I thought it might have been because tokenizer.json
was missing from the original, so I added it and re-ran the process again. I still have to do more testing to be sure.
Would love to hear from someone who tried both the fp16 and gguf if it seems broken :D
I can't really run the full F16 but I'll try with Imatrix GGUF quants and see if anything seems badly broken.
I think it's still broken.
The output of the full model looks okay, but I am getting this type of gibberish with Q8_0 GGUF:as she looked down at her with her arms still behind her head as she spoke again with her smile still present as she spoke again with her eyes still closed as she spoke again with her arms still behind her head as she spoke again with her eyes still closed as she spoke again with her arms still behind her head as she spoke again with her eyes still closed as she spoke again with her arms still behind her head as she spoke again with her eyes still closed as she spoke again with her arms still behind her head
@jirka642 Can you confirm this is also the case with my Quants?

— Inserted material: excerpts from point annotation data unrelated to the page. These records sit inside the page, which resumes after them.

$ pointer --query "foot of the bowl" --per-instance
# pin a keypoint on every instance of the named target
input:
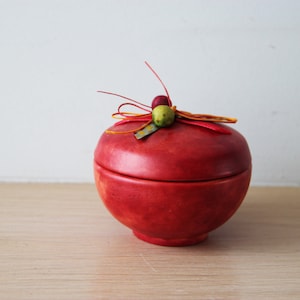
(172, 242)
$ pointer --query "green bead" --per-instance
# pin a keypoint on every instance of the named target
(163, 115)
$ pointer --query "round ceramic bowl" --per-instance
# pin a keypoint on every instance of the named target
(175, 186)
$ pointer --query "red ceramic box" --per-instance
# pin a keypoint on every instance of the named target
(175, 186)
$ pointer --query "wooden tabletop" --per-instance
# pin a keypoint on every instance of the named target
(57, 241)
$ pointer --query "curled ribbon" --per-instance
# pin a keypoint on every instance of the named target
(202, 120)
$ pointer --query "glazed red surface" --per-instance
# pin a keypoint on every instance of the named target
(175, 186)
(177, 153)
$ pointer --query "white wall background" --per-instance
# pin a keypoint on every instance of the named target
(235, 58)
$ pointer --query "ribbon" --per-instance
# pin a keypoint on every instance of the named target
(203, 120)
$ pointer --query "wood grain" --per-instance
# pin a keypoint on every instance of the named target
(57, 241)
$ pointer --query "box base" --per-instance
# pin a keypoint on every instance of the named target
(171, 242)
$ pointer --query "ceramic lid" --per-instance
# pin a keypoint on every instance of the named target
(178, 153)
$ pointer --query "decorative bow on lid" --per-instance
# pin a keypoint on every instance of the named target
(163, 114)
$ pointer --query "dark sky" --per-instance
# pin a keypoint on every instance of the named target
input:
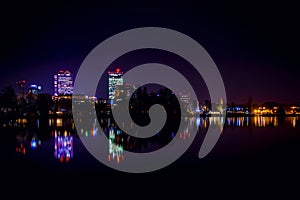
(255, 45)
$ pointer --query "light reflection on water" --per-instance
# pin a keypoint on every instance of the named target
(61, 132)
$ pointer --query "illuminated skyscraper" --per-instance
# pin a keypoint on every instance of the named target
(34, 89)
(63, 83)
(114, 79)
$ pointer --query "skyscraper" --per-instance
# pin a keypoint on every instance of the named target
(114, 78)
(63, 83)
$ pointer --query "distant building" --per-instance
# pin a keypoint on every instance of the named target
(63, 83)
(114, 79)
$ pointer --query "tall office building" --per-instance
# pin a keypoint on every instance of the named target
(114, 79)
(63, 83)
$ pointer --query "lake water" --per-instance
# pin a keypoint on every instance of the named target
(262, 150)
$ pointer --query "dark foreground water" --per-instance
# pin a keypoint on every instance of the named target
(255, 157)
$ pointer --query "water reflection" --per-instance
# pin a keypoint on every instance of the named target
(61, 133)
(262, 121)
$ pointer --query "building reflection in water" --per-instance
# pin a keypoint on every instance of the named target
(261, 121)
(63, 146)
(31, 139)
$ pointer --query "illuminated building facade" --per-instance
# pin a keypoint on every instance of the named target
(63, 83)
(34, 89)
(114, 79)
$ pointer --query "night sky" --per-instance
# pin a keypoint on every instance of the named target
(255, 45)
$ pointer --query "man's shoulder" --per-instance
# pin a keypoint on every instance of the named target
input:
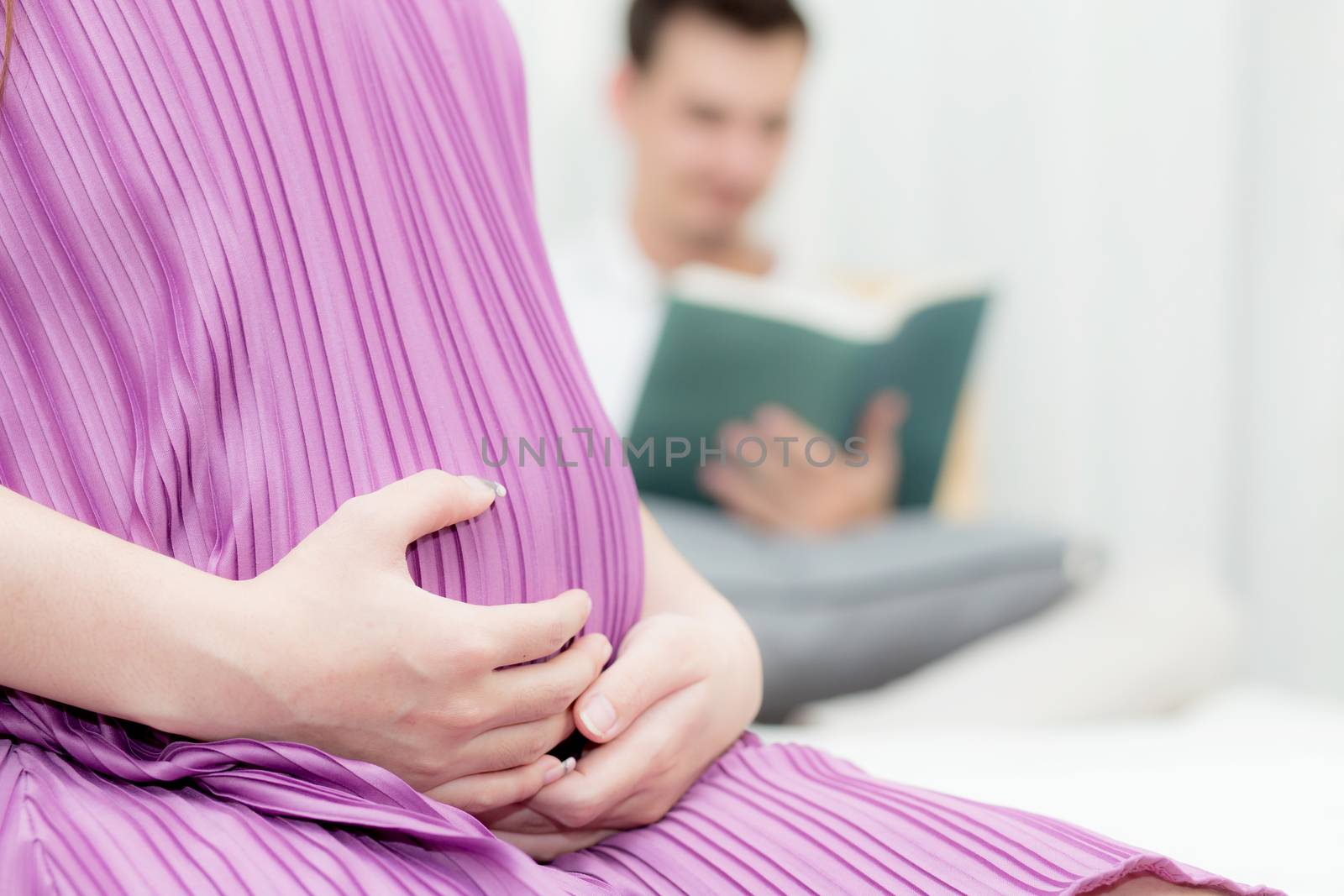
(598, 264)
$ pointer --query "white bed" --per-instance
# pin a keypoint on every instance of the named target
(1247, 782)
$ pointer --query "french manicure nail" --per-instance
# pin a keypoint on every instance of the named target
(598, 715)
(490, 485)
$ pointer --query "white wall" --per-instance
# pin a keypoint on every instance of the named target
(1158, 188)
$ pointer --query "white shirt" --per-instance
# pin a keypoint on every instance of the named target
(615, 298)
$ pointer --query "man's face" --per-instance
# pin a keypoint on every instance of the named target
(709, 118)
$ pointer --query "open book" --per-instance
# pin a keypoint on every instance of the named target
(732, 343)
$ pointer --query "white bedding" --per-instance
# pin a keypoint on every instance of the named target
(1249, 782)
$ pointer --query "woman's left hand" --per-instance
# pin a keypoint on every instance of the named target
(682, 689)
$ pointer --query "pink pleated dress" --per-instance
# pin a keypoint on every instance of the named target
(259, 257)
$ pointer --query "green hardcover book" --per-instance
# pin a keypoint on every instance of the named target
(732, 343)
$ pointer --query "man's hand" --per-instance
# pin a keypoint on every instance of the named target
(799, 490)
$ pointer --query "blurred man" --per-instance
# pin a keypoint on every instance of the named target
(705, 98)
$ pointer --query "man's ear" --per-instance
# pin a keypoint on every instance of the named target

I didn't seem to experience that somehow.
https://huggingface.co/Lewdiculous/opus-v1.2-7b-GGUF-IQ-Imatrix
Sorry, ignore that. After testing your quants, the quants from this repo suddenly started working too...
I didn't change any parameters or the prompt, so I don't know what was the issue.
I think for this model it's very important that you're using the correct prompt format preset, it seems very sensitive.
Hi @jirka642 -- that might be also down to sampling params, I use the following:
temperature: 0.8 (or less)
min_p: 0.05 (or a bit more)
frequency_pentaly, presence_penalty: 0.1
repetition_pentaly: 1.1
And as @Lewdiculous said, the model might be sensitive to the prompt template -- at least the correct ChatML+text (where assistant role is replace with text role -- more in the docs) and the first lines of the system message.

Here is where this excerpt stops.